I could burn two hundred words on the blatant sexism of the article but frankly, it’s not worth the time since everyone else has covered it four times. On the subject, I’ll just say this: the article is from an issue of Cosmo magazine from 1967, of course it’s going to be sexist. Attitudes were different then and, by my own opinion, idiotic. We can’t change the past, all we can do is learn from it and try to do better now.
As for the rest of my response, I will try examining at the article as a pop article about computing and the computer industry in general in 1967. The article describes an America that has gotten used to the idea of computers in general, but one were they have not become second nature to the population yet.

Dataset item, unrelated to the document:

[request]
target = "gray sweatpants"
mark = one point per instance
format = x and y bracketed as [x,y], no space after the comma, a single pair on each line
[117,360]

One one hand, the article doesn’t waste any time explaining what a computer is and what is does, signifying that the magazines readership at least has a general clue about them. In several places in the article, computer slang is used without explanation. “Debugging” for example, appears on page 3.
On the other hand, the article does call computers “miracle machines” and treats them as if they are some unknowable magic understood only by genius engineers and mathematicians. This is a stark contrast to the computer’s familiar central place in current times.
One thing I thought was interesting was how despite all its advances, the computer industry never seems to change. Company representatives in the article mention the difficulty in finding capable, computer-savvy personnel to fill job positions, the same headache that many executives in silicon valley and beyond complain of today.